In May 1993, Pamela Fiori became the first woman editor-in-chief of Town & Country magazine. During her tenure, Fiori was credited with increasing circulation by making the magazine more fashion forward and in recent years, making philanthropy more of a priority for the magazine.
Fiori also pushed for more diversity in the magazine's coverage. In an effort to play down the magazine's perceived snobbish and elitist WASP, or preppy image, more celebrities have been showing up on the magazine's covers, and there has been an increase in the number of articles showcasing the events and weddings of socially prominent persons of African-American descent, as well as the social activities of people of other ethnicities.
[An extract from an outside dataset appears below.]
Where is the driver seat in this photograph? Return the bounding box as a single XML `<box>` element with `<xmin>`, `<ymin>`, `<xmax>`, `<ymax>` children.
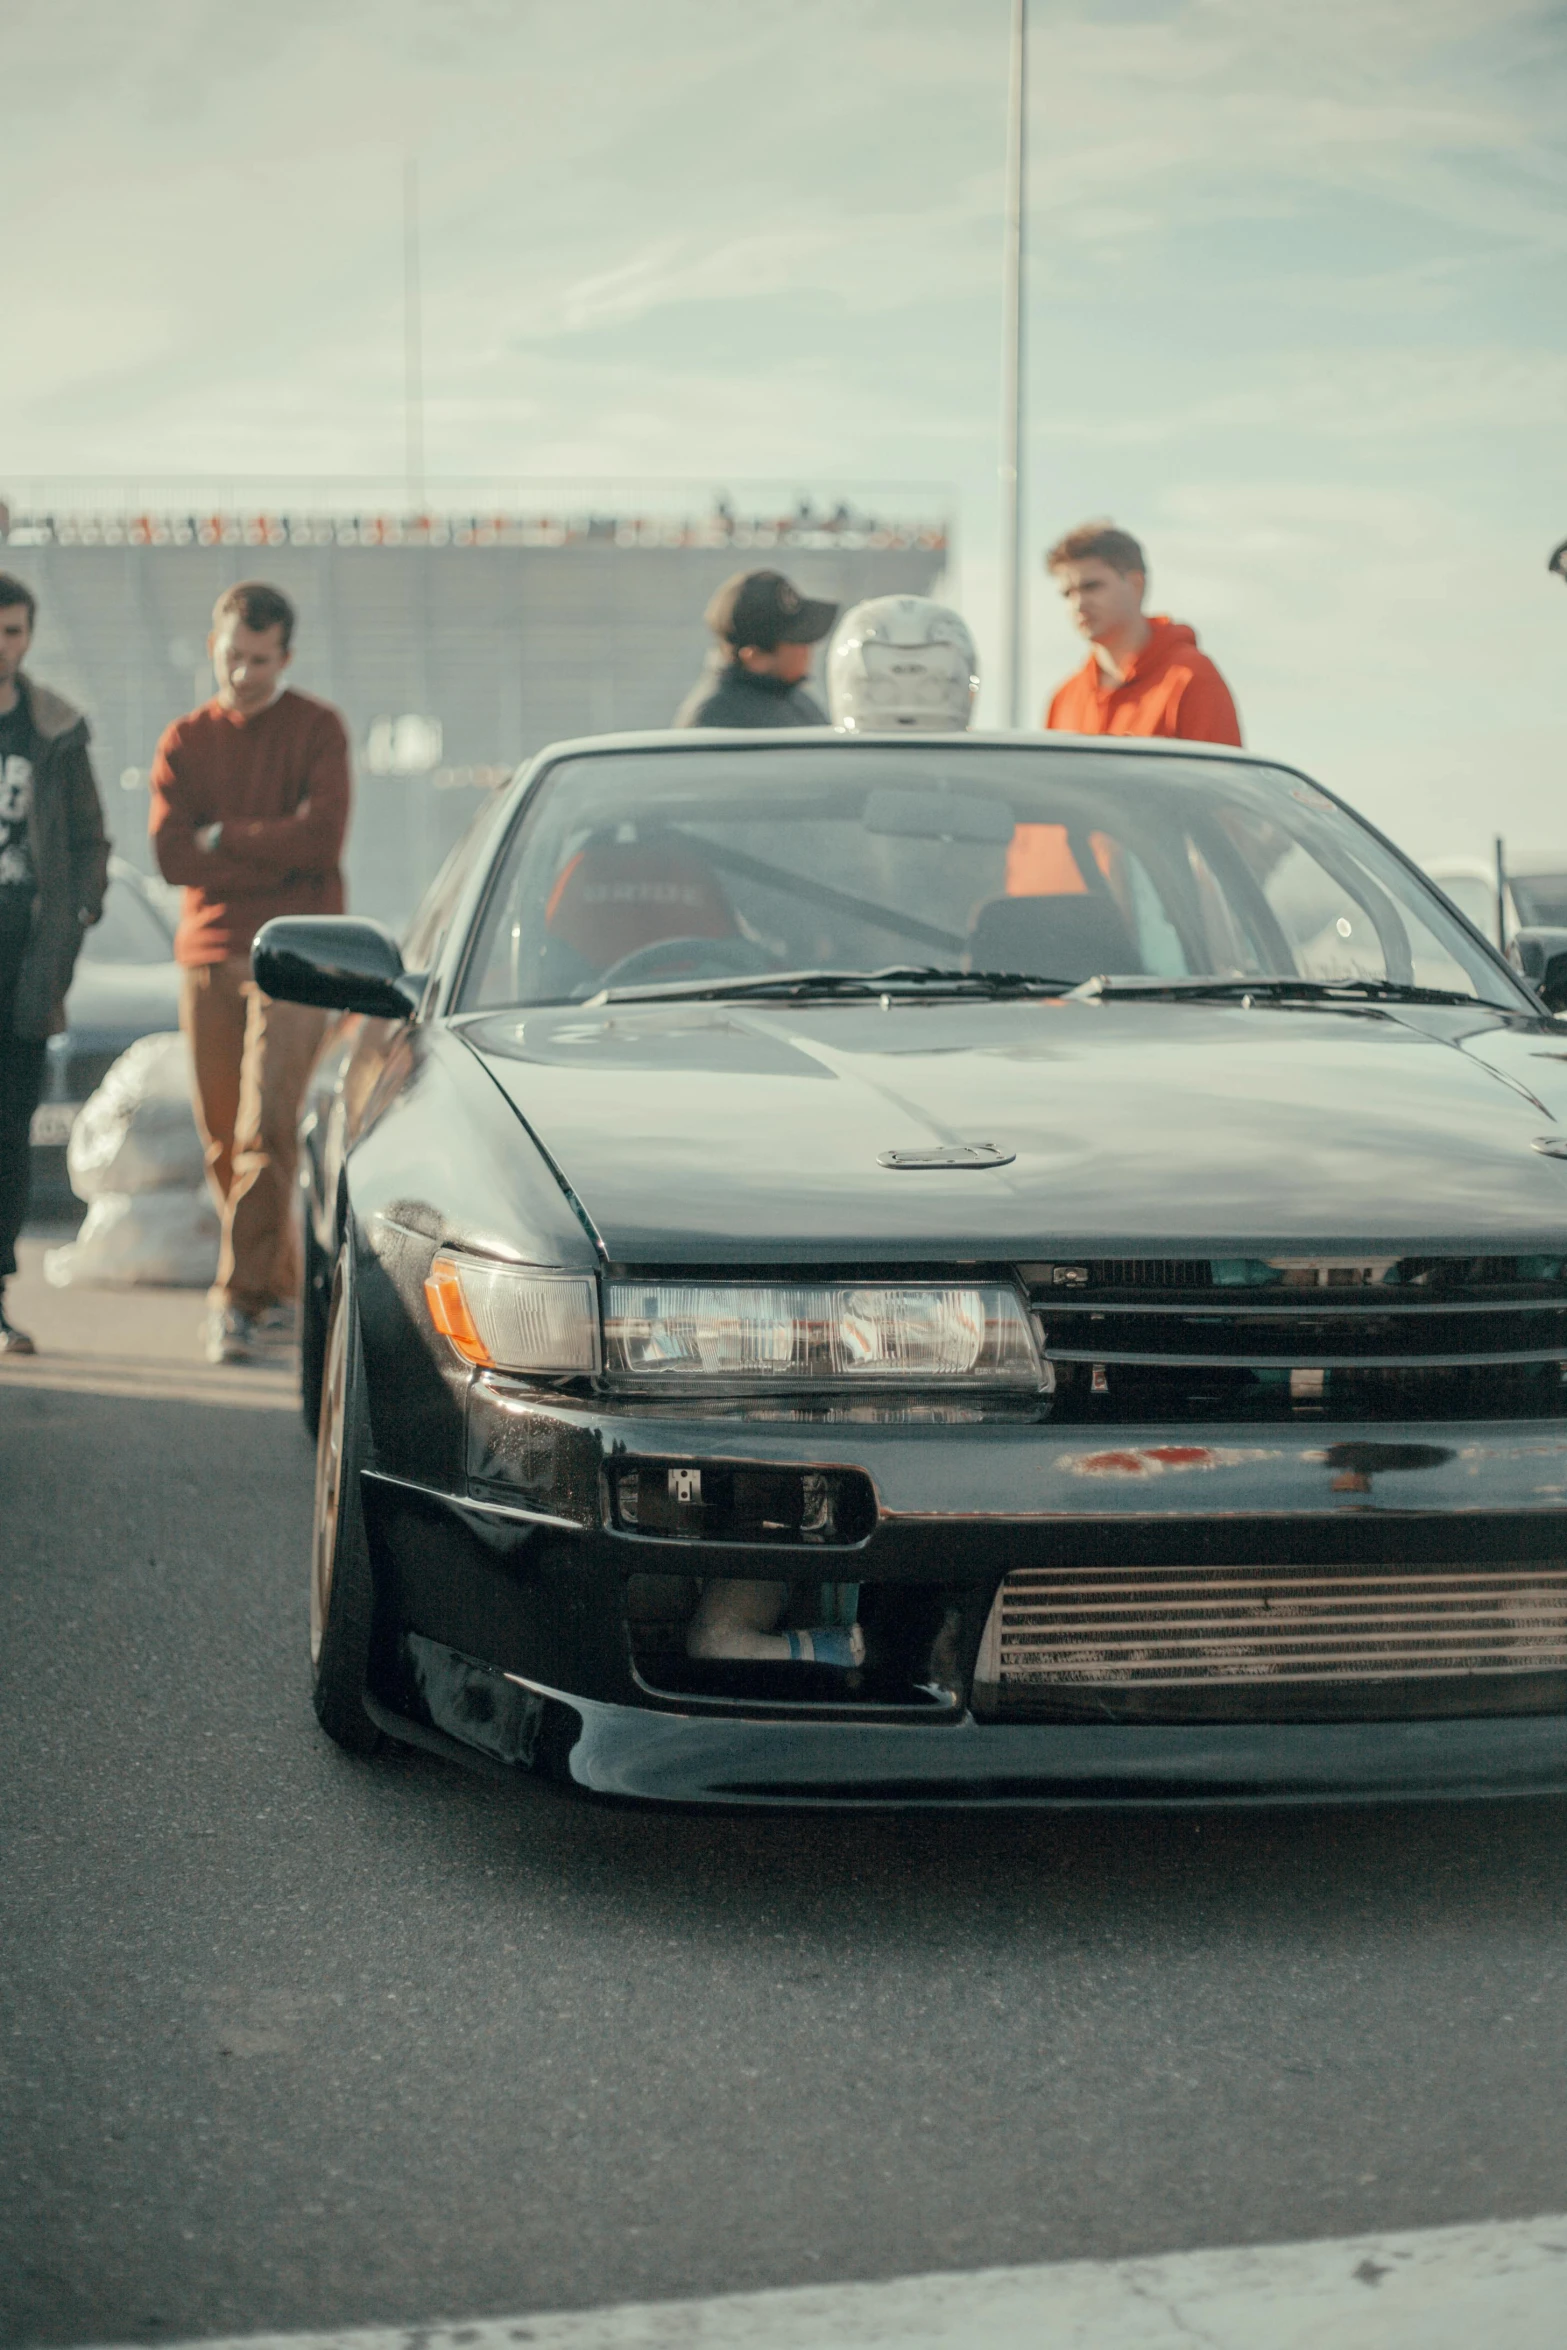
<box><xmin>545</xmin><ymin>837</ymin><xmax>738</xmax><ymax>970</ymax></box>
On April 6, 2010, Fiori was replaced by Steven Drucker as the editor-in-chief of the magazine. Jay Fielden was named editor-in-chief in 2011. Fielden was previously editor-in-chief of Men's Vogue. Earlier in his career, he had worked at Vogue and The New Yorker. He said his goal was to bring "a lot of people under the tent" of "a snooty, exclusionary magazine." He later said, "I gave Town & Country some teeth, reporting on behavior that wasn't always that which, well, Emily Post would approve, like having an evening toke instead of a Scotch on the rocks." In 2014, Fielden convinced novelist Jay McInerney to move his column about wine from the Wall Street Journal to Town & Country.
Fielden inaugurated the T&C 50 lists, including rankings of philanthropists and influential American families. In 2014, he founded the Town & Country Philanthropy Summit, which has featured speakers such as Michael Bloomberg, Chelsea Clinton, Julia Louis-Dreyfus, Bradley Cooper, Lin-Manuel Miranda, and Geoffrey Canada. Fielden left Town & Country in 2016, when he replaced David M. Granger as editor-in-chief of Esquire Magazine. Adweek wrote that Fielden had transformed the magazine from "dusty publication to buzzy brand."
According to HuffPost on May 9, 2018, Town & Country took criticism for disinviting Monica Lewinsky from its philanthropic summit because former President Bill Clinton decided to attend the event. Hollywood producer Judd Apatow commented, "This is what everyone is fighting against." He then added that Town & Country "should be ashamed of themselves."
In September 2003, a spin-off magazine entitled, Town & Country Travel, appeared. It is published quarterly. In September 2007, Town & Country Travel launched a travel website and a staff travel blog. There is a special edition of the magazine focusing on wedding planning. In the past decade, the magazine has also published several etiquette, wedding and lifestyle guidebooks. Among the most recent books published by the magazine is "Modern Manners: The Thinking Person's Guide to Social Graces," released in 2005 and edited by Town & Country senior editor Thomas Farley.
In 2003, Town & Country released Town & Country Weddings, which is published twice yearly.
The first international version of the magazine, called Town & Country Philippines, was launched by Summit Media in 2007.